화학공학소재연구정보센터
Journal of the American Chemical Society, Vol.121, No.18, 4451-4460, 1999
"Thermal" S(RN)1 reactions: How do they work? Novel evidence that the driving force controls the transition between stepwise and concerted mechanisms in dissociative electron transfers
In S(RN)1 reactions, unlike in conventional nucleophilic substitutions, the nucleophile does not react directly with the electrophile but with a radical resulting from its reductive cleavage. Many S(RN)1 substitutions require an external stimulation involving the injection of a catalytic amount of electrons.
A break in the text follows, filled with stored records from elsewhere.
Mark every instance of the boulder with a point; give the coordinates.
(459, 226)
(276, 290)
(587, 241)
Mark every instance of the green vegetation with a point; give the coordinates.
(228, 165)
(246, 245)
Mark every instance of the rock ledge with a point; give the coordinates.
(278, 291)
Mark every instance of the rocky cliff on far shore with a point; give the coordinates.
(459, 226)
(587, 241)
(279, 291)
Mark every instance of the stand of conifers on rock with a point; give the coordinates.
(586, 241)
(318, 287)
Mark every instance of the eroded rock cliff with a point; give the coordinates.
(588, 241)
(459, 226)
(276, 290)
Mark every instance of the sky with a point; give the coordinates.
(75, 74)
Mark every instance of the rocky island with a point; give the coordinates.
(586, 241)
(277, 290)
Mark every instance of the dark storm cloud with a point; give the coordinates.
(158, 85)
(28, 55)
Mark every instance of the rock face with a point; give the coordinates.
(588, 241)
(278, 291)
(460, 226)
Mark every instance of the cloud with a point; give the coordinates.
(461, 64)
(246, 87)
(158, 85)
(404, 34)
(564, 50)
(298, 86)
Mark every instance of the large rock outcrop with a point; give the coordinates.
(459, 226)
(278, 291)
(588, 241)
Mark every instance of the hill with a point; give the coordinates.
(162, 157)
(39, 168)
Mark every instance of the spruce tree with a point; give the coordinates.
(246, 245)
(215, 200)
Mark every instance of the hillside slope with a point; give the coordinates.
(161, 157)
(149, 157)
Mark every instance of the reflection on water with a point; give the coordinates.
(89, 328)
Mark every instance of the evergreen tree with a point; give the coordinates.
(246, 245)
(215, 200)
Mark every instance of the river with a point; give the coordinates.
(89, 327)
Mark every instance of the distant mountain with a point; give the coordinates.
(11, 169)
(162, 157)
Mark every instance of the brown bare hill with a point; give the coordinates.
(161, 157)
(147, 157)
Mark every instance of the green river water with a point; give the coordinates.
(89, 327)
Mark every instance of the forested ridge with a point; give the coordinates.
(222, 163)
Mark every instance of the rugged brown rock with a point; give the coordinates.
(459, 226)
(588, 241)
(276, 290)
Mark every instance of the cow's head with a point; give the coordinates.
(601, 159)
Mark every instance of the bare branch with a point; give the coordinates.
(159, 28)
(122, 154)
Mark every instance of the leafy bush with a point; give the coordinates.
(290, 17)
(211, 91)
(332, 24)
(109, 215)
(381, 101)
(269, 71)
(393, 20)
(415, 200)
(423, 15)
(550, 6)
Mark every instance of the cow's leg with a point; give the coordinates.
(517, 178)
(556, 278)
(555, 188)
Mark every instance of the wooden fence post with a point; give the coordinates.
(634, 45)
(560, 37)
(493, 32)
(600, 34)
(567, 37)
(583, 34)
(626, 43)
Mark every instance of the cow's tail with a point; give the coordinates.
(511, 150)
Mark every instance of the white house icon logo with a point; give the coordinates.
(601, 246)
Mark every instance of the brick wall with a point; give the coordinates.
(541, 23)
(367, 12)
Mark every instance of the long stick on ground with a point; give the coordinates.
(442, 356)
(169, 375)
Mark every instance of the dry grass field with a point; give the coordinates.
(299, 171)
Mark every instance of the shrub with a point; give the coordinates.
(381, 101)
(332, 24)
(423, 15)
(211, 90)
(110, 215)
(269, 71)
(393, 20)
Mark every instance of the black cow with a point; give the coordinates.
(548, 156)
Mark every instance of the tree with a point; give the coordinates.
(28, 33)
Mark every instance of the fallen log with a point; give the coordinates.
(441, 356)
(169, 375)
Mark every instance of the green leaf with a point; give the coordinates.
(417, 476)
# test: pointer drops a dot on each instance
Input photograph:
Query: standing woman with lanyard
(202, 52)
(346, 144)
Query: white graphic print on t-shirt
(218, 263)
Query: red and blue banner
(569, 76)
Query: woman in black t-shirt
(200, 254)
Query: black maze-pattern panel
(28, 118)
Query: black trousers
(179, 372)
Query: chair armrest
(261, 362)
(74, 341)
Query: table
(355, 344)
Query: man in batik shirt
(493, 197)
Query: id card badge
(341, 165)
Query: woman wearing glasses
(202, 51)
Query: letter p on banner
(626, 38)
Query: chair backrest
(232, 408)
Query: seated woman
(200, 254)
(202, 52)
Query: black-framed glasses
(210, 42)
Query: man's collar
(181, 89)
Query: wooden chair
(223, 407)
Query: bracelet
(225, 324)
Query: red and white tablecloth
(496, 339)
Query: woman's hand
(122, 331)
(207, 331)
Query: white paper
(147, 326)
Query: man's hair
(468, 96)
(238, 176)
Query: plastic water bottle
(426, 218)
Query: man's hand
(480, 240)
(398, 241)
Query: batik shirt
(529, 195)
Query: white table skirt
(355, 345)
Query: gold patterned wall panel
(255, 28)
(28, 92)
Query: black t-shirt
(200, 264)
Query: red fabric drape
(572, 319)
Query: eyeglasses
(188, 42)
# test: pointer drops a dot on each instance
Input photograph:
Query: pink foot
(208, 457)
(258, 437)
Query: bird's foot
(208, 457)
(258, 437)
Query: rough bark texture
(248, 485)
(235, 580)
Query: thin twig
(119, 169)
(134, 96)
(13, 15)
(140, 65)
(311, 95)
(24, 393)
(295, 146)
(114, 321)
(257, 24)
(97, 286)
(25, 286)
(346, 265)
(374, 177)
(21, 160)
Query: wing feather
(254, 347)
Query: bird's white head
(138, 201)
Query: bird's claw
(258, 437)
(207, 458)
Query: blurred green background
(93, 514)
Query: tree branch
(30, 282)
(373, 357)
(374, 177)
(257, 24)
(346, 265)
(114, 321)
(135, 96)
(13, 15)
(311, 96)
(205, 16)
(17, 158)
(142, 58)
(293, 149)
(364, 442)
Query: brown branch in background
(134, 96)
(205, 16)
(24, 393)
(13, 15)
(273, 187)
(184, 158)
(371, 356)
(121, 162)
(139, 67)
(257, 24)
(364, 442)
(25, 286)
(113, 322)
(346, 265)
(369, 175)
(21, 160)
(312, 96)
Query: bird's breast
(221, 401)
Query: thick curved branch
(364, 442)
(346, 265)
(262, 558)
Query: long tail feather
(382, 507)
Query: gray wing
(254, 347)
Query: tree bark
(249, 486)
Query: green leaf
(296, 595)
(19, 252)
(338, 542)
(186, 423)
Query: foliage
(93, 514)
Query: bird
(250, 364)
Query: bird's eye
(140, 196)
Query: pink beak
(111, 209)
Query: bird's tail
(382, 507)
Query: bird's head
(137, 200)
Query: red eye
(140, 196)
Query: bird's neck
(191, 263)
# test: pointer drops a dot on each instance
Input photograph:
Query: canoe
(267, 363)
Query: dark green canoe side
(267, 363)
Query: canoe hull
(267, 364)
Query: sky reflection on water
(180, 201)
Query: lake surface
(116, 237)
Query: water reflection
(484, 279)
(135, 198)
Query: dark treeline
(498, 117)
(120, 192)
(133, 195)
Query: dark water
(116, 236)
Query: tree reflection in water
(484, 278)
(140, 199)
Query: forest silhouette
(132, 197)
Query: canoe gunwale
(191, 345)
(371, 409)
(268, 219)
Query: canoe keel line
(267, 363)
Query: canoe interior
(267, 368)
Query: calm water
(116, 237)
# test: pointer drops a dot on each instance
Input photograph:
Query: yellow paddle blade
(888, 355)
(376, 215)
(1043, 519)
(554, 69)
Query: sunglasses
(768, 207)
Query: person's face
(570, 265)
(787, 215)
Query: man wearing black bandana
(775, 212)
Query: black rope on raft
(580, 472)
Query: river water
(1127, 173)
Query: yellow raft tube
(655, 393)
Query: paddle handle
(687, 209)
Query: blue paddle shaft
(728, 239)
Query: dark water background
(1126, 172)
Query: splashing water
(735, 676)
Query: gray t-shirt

In "thermal" S(RN)1 reactions, there is no other source of initiating electrons than the nucleophile which is usually a poor electron donor. Such reactions are unlikely to be initiated by a simple outersphere electron transfer from the nucleophile followed by the cleavage of the substrate anion radical. Rather, initiation follows a mechanism in which electron transfer and bond cleavage are concerted. These conclusions are based on a full analysis of a model system involving 4-nitrocumyl chloride as the substrate and the 2-nitropropanate ion as the nucleophile where all the pertinent thermodynamic and kinetic parameters were determined by direct or indirect electrochemical methods. They extend to other examples of thermal S(RN)1 reactions reported earlier. These results provide new and unambiguous evidence that a decrease in driving force is able to change the mechanism of homogeneous reductive cleavage reactions from stepwise to concerted. The observation of this mechanism change was made possible by the kinetic amplification offered by the chain character of the S(RN)1 process, which allows the investigation of very slow electron transfers resulting from very low driving forces, that would have otherwise escaped characterization.